Real world applications of science and engineering requires to calculate numerically the largest or dominant Eigen value and corresponding Eigen vector. There are different methods like Cayley-Hamilton method, Power Method etc. Out of these methods, Power Method follows iterative approach and is quite convenient and well suited for implementing on computer.

In this tutorial, we are going to implement Power Method to calculate dominant or largest Eigen Value & corresponding Eigen Vector in python programming language.

# Power Method to Find Largest Eigen Value and Eigen Vector
# Importing NumPy Library
import numpy as np
import sys

# Reading order of matrix
n = int(input('Enter order of matrix: '))

# Making numpy array of n x n size and initializing 
# to zero for storing matrix
a = np.zeros((n,n))

# Reading matrix
print('Enter Matrix Coefficients:')
for i in range(n):
    for j in range(n):
        a[i][j] = float(input( 'a['+str(i)+']['+ str(j)+']='))

# Making numpy array n x 1 size and initializing to zero
# for storing initial guess vector
x = np.zeros((n))

# Reading initial guess vector
print('Enter initial guess vector: ')
for i in range(n):
    x[i] = float(input( 'x['+str(i)+']='))

# Reading tolerable error
tolerable_error = float(input('Enter tolerable error: '))

# Reading maximum number of steps
max_iteration = int(input('Enter maximum number of steps: '))
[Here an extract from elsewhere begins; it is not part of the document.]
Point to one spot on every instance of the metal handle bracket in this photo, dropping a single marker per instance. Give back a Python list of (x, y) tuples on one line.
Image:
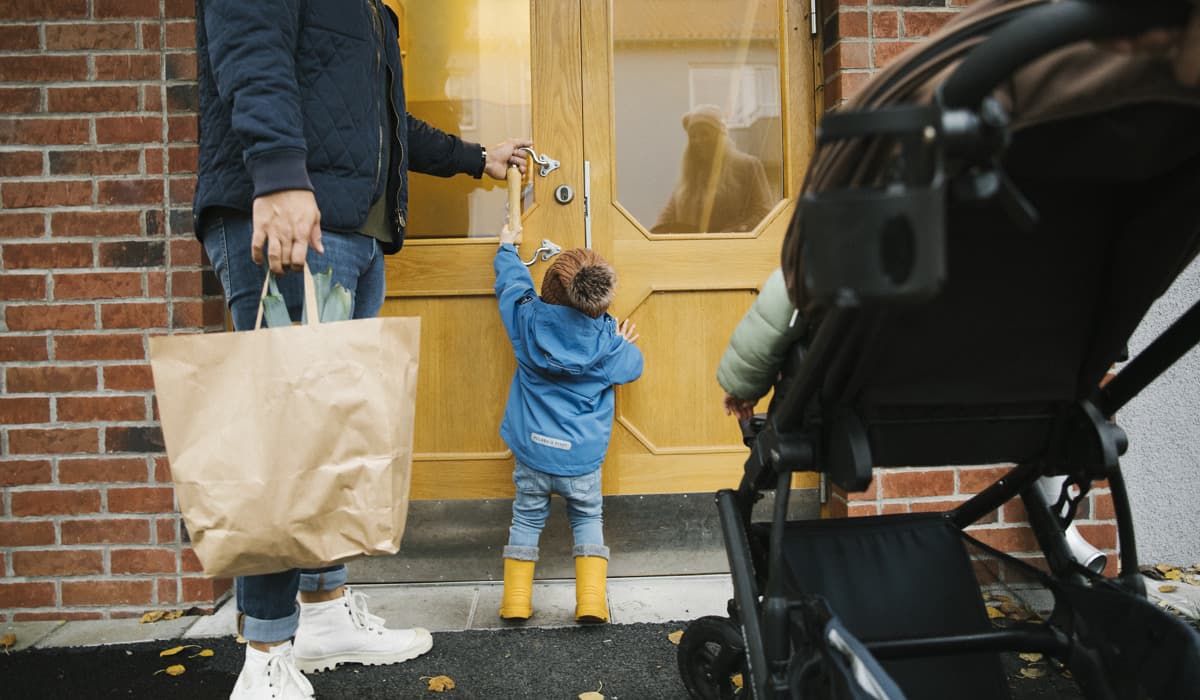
[(547, 163), (547, 250)]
# Power Method Implementation
lambda_old = 1.0
condition =  True
step = 1
while condition:
    # Multiplying a and x
    x = np.matmul(a,x)
    
    # Finding new Eigen value and Eigen vector
    lambda_new = max(abs(x))
    
    x = x/lambda_new
    
    # Displaying Eigen value and Eigen Vector
    print('\nSTEP %d' %(step))
    print('----------')
    print('Eigen Value = %0.4f' %(lambda_new))
    print('Eigen Vector: ')
    for i in range(n):
        print('%0.3f\t' % (x[i]))
    
    # Checking maximum iteration
    step = step + 1
    if step > max_iteration:
        print('Not convergent in given maximum iteration!')
        break
    
    # Calculating error
    error = abs(lambda_new - lambda_old)
    print('errror='+ str(error))
    lambda_old = lambda_new
    condition = error > tolerable_error

Output

Enter order of matrix: 2
Enter Matrix Coefficients:
a[0][0]=5
a[0][1]=4
a[1][0]=1
a[1][1]=2
Enter initial guess vector: 
x[0]=1
x[1]=1
Enter tolerable error: 0.001
Enter maximum number of steps: 10

STEP 1
----------
Eigen Value = 9.0000
Eigen Vector: 
1.000	
0.333	
errror=8.0

STEP 2
----------
Eigen Value = 6.3333
Eigen Vector: 
1.000	
0.263	
errror=2.666666666666667

STEP 3
----------
Eigen Value = 6.0526
Eigen Vector: 
1.000	
0.252	
errror=0.2807017543859649

STEP 4
----------
Eigen Value = 6.0087
Eigen Vector: 
1.000	
0.250	
errror=0.04393592677345559

STEP 5
----------
Eigen Value = 6.0014
Eigen Vector: 
1.000	
0.250	
errror=0.007248474171017705

STEP 6
----------
Eigen Value = 6.0002
Eigen Vector: 
1.000	
0.250	
errror=0.0012060398307225384

STEP 7
----------
Eigen Value = 6.0000
Eigen Vector: 
1.000	
0.250	
errror=0.00020095009195664204